В середине июня Добролюбов отправился на родину морем; по пути заезжал в Афины, по всей вероятности в Константинополь, и в начале июля был уже в Одессе. Насколько поправилось его здоровье от этой заграничной поездки, можно судить по тому, что в Одессе у него хлынула кровь горлом, что заставило его замедлить дальнейшее путешествие.
При всем этом, так как в то время железных дорог на юге еще нигде не было, Добролюбову пришлось ехать на лошадях, где в дилижансе, где на перекладных, постоянно глотая дорожную пыль, – нужно ли говорить о том, как губительно действовало такое путешествие по отечественным дорогам. Тем не менее он успел заехать к родным в Нижний Новгород, зато приехал в Петербург совсем больнехонек.
В середине сентября Головачева, бывшая в то время за границей, получила от мужа (Панаева) письмо, которое ее очень встревожило и огорчило: Добролюбов простудился и расхворался. Доктор нашел, что у него очень серьезная болезнь в почках. Она начала подумывать о возвращении в Петербург для того, чтобы, если Добролюбову не будет лучше, по возможности удалить от него заботы о братьях и вообще доставить больному более удобств при его холостой обстановке.

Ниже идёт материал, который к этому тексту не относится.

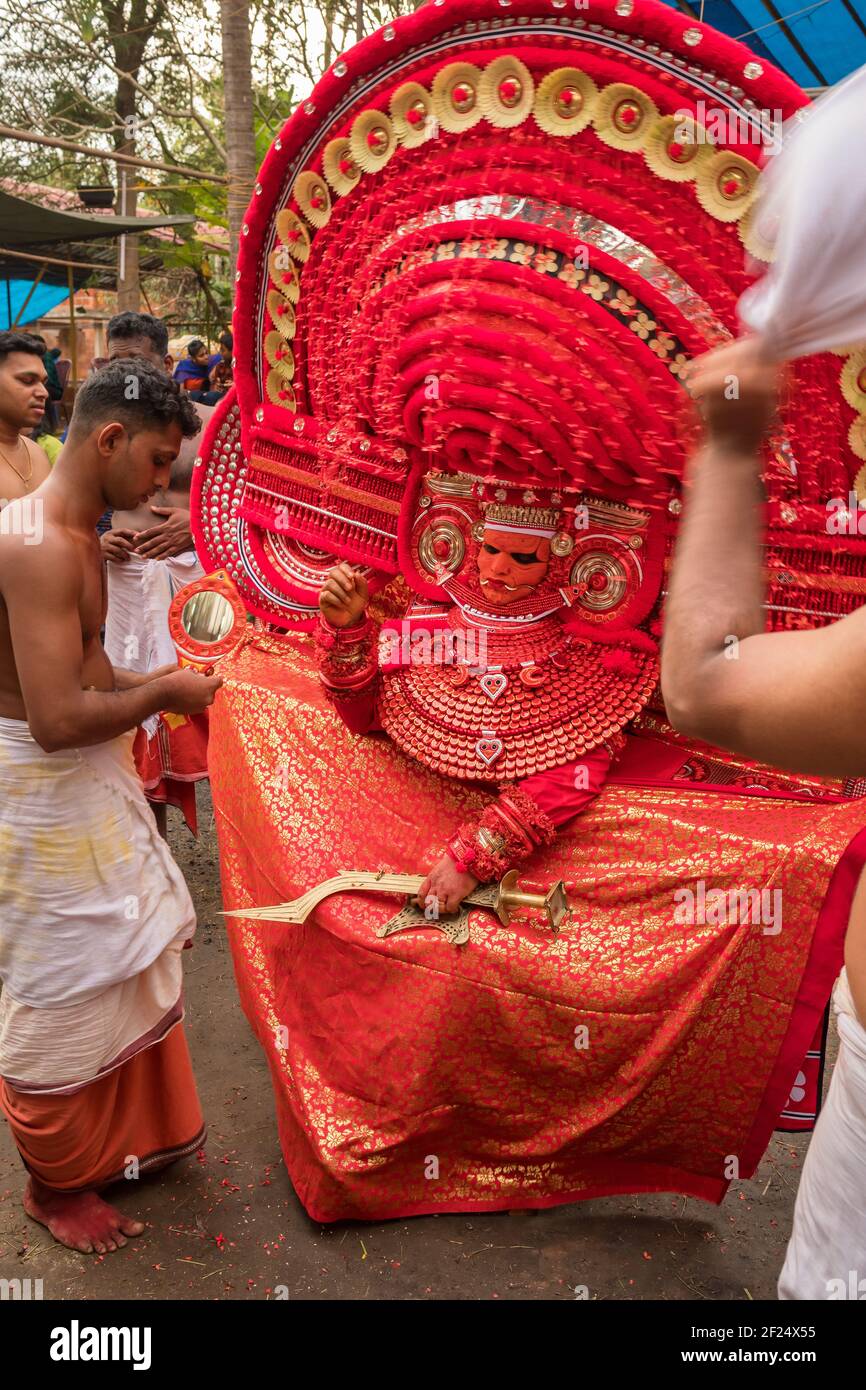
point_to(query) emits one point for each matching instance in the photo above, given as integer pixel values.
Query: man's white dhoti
(93, 911)
(827, 1251)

Вдруг она получила следующее письмо от Добролюбова:
«Если вам возможно, то вернитесь поскорей в Петербург, ваше присутствие для меня необходимо. Я никуда не гожусь! Меня раздражает всякая мелочь в моей домашней обстановке. Вы можете видеть, насколько я болен, если придаю значение пустякам. Я убежден, что если вы приедете, то мне легче будет перенести болезнь. Я не буду распространяться о моей благодарности, если вы принесете для меня эту жертву. Ответьте мне немедленно, можете ли вы приехать?»
Добролюбов в это время уже не жил при Некрасове. Перед его приездом дядя нанял новую квартиру, в которой Добролюбов и поселился вместе с ним и с братьями. Когда Головачева, по приезде, пошла посмотреть, какая у него квартира, она нашла, что квартира никуда не годится для больного человека: мрачная, темная и сырая. Когда она присмотрелась к домашней обстановке Добролюбова, то поняла причину его раздражительности. Дядя поминутно донимал его жалобами на племянников, на кухарок, постоянно заводил разговоры о том, какое тягостное бремя взял на себя, заведуя хозяйством, обижался, что Добролюбов не может есть жирный суп и тощую курицу, зажаренную в горьком масле.

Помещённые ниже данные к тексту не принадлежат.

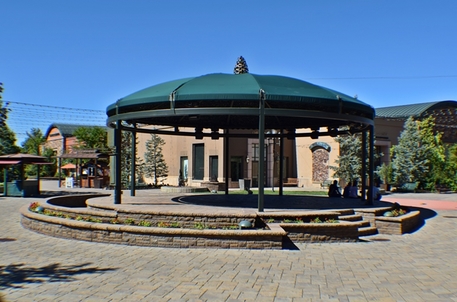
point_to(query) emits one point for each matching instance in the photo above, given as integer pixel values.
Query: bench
(291, 182)
(443, 189)
(326, 183)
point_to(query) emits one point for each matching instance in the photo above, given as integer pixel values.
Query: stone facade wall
(322, 232)
(143, 236)
(398, 225)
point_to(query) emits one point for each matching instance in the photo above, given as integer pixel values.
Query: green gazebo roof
(231, 101)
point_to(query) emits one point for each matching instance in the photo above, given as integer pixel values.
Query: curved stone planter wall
(322, 232)
(398, 225)
(167, 189)
(151, 236)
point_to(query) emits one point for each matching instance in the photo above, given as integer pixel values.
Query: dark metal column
(364, 163)
(59, 163)
(261, 169)
(226, 159)
(281, 163)
(133, 165)
(117, 165)
(371, 166)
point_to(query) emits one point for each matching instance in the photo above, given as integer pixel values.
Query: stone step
(353, 217)
(346, 211)
(368, 230)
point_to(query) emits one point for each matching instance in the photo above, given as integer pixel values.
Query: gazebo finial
(241, 66)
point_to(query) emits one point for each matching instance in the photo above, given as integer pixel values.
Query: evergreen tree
(241, 66)
(434, 152)
(349, 161)
(155, 165)
(409, 157)
(450, 169)
(126, 160)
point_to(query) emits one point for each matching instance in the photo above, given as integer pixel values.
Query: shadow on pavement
(19, 275)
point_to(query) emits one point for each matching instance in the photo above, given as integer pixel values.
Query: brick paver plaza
(421, 266)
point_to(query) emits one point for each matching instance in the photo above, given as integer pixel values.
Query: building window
(198, 167)
(255, 152)
(236, 168)
(320, 164)
(183, 174)
(213, 168)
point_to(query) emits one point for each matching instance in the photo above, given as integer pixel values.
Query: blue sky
(89, 53)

«Я, – рассказывает Головачева, – распорядилась присылать Добролюбову обед от нас, а за это дядя его надулся на меня».
Добролюбов по-прежнему, если не с удвоенным рвением, заботился о журнале и, не обращая внимания ни на какую погоду, ездил в типографию и к цензорам.
В самых первых числах декабря он приехал к Некрасову от цензора в десятом часу вечера сильно раздраженный тем, что не мог уломать его, чтобы он пропустил вычеркнутые места в чьей-то статье. Несмотря на все убеждения Некрасова, Добролюбов принялся за исправление статьи, но не прошло и часа, как человек пришел сказать Головачевой, что Добролюбову нездоровится. Она нашла его лежащим на диване; у него был сильный пароксизм лихорадки, и он едва мог проговорить: «Согрейте меня!.. Только, ради Бога, не посылайте за доктором». Головачева укутала Добролюбова, напоила горячим чаем; после озноба у него сделался сильный жар, и он так ослабел, что не мог уже идти домой.
Некрасов распорядился послать рано утром записку доктору Шепулинскому, чтобы он приехал осмотреть Добролюбова, но при этом сделал бы вид, что посещение случайное.
Шепулинский, выслушав Добролюбова, объявил Некрасову, что дело принимает серьезный оборот, что Добролюбову не встать с постели. Некрасов и Панаевы решили, что Добролюбову будет удобнее лежать в большой светлой комнате, нежели в его маленькой квартирке.
Силы Добролюбова уже не восстанавливались; но он продолжал заниматься журналом: просматривал цензорские корректурные листы, читал рукописи; у него было столько силы воли, что он ничего не говорил о своем болезненном состоянии, и ему было неприятно, если кто-нибудь расспрашивал о его здоровье. Головачева стала замечать, что для Добролюбова сделалось тягостным присутствие посторонних лиц; он не принимал участия в общем разговоре, ложился на кушетку и закрывал себе лицо газетой. Она запретила пускать к нему посторонних. Добролюбов догадался об этом и заметил ей:
– Вы угадываете мои мысли, я только что хотел вас просить, чтобы вы никого ко мне не пускали, кроме Чернышевского.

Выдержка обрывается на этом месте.